12 Rules to create a Dimensional Model from a Normalized Model in an #agile way

Recently I have been on a project where I have been fortunate enough to develop both a normalized Operational Data Store and a Dimensional Data Warehouse. In addition to this, I have been fortunate to be able to recreate the Dimensional Data Warehouse three times over. This has been because the project has been done in an Agile and iterative manner. I have been amazed how the Dimensional model changed and improved along the way. Although some aspects of the model have remained constant, I would estimate that a good 1/3 of the model changed and improved with each major revision. That by itself is a great testament for why Data Warehouse projects can and should be done in an Agile process.

In the process of having to recreate the Dimensional Model three times, I have followed a process that has proved beneficial and been proven out.

So here is my 12 step program with associated level of difficulty in my humble opinion.

1) Remove tables that you don’t need for analytical reporting or history – Difficulty:Easy

First step is to recognize that not all tables in an Operational Data Store make sense to store in a Data Warehouse. Some tables are truly operational and don’t make sense for analytical reporting or trend analysis. Some tables also don’t require that historical data be kept on them. Be brutal and get rid of these tables at the start. These are the tables that can clutter a Dimensional Model.

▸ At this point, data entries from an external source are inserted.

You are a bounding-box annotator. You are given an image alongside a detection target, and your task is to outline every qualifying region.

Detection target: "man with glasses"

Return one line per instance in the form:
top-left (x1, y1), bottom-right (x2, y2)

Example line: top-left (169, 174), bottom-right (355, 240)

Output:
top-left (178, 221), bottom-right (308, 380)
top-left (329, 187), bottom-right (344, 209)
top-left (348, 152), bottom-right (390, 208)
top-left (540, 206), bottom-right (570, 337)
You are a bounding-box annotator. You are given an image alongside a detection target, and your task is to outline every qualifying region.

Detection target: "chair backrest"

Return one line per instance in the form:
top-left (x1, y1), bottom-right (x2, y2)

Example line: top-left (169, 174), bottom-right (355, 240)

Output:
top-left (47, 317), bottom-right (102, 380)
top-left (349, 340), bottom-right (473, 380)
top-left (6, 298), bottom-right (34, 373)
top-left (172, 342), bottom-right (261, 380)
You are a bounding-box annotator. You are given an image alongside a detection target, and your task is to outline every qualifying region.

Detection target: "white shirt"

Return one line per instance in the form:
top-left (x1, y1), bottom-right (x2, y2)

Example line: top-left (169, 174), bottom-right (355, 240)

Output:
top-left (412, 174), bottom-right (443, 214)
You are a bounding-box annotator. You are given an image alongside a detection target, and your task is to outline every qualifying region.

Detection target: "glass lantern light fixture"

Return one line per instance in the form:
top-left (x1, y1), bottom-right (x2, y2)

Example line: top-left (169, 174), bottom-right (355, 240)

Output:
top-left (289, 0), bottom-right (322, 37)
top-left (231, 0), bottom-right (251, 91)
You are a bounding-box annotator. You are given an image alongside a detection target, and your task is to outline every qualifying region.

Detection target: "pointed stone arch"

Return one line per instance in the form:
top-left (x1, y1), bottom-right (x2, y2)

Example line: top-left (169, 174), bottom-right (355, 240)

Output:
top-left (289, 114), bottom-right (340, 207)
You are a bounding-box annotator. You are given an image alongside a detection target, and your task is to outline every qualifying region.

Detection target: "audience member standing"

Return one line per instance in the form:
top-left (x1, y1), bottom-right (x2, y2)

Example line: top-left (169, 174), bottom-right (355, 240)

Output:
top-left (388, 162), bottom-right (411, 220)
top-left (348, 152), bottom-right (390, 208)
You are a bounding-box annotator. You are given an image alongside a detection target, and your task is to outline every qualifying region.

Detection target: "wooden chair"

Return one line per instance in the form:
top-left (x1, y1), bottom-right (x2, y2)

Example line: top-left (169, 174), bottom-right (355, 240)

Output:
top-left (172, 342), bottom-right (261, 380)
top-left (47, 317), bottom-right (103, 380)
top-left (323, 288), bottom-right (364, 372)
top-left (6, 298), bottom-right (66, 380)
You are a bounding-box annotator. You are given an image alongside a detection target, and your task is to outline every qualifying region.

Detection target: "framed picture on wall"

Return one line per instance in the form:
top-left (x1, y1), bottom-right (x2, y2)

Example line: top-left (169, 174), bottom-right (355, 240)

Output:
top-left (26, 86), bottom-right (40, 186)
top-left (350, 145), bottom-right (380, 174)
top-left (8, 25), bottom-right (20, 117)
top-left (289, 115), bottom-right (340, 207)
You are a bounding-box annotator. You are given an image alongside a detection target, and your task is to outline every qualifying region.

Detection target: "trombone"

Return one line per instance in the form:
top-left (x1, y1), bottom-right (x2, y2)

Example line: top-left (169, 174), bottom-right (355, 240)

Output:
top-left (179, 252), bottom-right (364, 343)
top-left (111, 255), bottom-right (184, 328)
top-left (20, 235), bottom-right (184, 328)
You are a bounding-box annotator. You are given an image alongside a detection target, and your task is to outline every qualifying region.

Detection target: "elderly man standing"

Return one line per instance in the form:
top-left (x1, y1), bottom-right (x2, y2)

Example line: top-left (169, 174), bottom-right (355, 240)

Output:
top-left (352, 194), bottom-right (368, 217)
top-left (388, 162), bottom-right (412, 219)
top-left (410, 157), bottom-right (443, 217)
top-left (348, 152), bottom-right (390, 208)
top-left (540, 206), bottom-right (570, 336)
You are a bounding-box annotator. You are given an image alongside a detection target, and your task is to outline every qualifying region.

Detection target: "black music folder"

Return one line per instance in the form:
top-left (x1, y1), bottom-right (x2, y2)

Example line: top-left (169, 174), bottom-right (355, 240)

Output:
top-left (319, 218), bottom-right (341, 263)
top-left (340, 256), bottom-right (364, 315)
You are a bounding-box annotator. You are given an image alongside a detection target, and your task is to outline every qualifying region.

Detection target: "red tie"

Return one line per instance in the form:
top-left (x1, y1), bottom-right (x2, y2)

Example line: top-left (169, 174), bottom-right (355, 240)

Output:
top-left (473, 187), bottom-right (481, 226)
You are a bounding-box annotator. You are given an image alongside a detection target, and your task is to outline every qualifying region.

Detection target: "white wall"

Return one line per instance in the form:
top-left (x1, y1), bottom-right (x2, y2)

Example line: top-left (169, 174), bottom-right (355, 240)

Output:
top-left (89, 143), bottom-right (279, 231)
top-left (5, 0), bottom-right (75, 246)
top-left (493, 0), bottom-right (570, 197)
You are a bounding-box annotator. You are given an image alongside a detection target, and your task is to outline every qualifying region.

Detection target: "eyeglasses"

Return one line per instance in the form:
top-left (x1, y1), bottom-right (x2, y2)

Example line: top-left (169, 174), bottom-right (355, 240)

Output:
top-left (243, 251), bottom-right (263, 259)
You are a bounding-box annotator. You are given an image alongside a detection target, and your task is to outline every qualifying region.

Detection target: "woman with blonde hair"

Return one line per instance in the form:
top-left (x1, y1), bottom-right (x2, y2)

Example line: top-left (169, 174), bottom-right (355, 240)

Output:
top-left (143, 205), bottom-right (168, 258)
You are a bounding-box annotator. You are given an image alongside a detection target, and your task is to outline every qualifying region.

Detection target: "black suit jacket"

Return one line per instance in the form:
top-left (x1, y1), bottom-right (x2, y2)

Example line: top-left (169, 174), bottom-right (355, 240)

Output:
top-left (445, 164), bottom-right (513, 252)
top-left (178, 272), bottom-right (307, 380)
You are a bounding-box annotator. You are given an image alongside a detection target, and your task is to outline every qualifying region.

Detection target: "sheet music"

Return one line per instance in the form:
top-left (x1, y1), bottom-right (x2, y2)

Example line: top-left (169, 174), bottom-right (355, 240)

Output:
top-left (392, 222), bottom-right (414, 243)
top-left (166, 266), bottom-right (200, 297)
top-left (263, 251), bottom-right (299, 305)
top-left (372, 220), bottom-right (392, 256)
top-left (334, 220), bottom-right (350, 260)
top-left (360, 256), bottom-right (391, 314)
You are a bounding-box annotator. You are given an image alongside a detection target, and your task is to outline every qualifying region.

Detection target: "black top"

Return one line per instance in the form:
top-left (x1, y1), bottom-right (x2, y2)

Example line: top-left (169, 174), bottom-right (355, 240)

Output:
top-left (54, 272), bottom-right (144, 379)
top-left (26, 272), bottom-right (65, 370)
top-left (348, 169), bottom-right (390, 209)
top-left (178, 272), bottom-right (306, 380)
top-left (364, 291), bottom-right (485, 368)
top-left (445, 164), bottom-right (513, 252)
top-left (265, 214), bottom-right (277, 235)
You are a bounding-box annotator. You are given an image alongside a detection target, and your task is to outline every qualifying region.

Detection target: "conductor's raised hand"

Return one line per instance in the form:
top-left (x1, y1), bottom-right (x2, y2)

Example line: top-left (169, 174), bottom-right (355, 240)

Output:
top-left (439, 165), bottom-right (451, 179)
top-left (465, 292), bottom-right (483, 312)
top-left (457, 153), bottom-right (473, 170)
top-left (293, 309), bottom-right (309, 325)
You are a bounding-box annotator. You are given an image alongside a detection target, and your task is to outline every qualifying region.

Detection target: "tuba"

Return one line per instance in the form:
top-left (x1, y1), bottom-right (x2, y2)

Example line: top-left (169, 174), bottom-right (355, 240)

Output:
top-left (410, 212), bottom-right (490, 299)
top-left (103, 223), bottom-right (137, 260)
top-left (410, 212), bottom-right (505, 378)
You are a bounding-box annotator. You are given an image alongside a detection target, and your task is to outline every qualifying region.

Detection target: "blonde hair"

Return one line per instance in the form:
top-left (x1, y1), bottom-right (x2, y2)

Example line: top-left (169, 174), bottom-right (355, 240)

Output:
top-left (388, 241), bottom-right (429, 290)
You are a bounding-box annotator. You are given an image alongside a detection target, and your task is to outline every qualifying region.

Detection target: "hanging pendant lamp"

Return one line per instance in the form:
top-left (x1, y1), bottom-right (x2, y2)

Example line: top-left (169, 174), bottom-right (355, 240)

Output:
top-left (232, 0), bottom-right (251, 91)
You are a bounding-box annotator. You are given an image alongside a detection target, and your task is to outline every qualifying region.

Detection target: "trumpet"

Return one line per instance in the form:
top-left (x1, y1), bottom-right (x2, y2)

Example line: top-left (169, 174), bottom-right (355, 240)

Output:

2) De-normalize reference tables on master tables – Difficulty:Easy

This next step is also pretty easy. De-normalize your reference tables onto the main tables. Remember to de-normalize shared reference tables to all the main tables that reference them. There is some discussion in the Data Warehouse world about whether you should just store the reference table description and not the reference table codes, but I like to store both as they allow for more efficient reporting and querying.

3) Prefix column names with the table names to assist in data lineage before further de-normalization – Difficulty:Easy

This was a lesson learned from the first time I created a Dimensional model. If you don’t prefix column names with the current table names, it becomes very difficult later to determine where the field initially came from. The second time I created abbreviations for the tables and prefixed the columns with those abbreviations. The third time I prefixed the column names with the full table names. The design this third time is optimized. I know have a self-documenting model that communicates the data lineage automatically. I ended up using a ‘#’ to separate the table name from the column name for each column.

4) Collapse sub-type onto super types – Difficulty:Easy

The last easy step in the process. This is the step where you collapse sub-types onto the super-type. This situation is where you may have a person entity for shared attributes and then have two sub-types like employee and manager for attributes specific for each type of person. It is relatively easy to de-normalize these sub-types attributes back onto the super-type – especially since we have prefixed the column names with the table names in step 3.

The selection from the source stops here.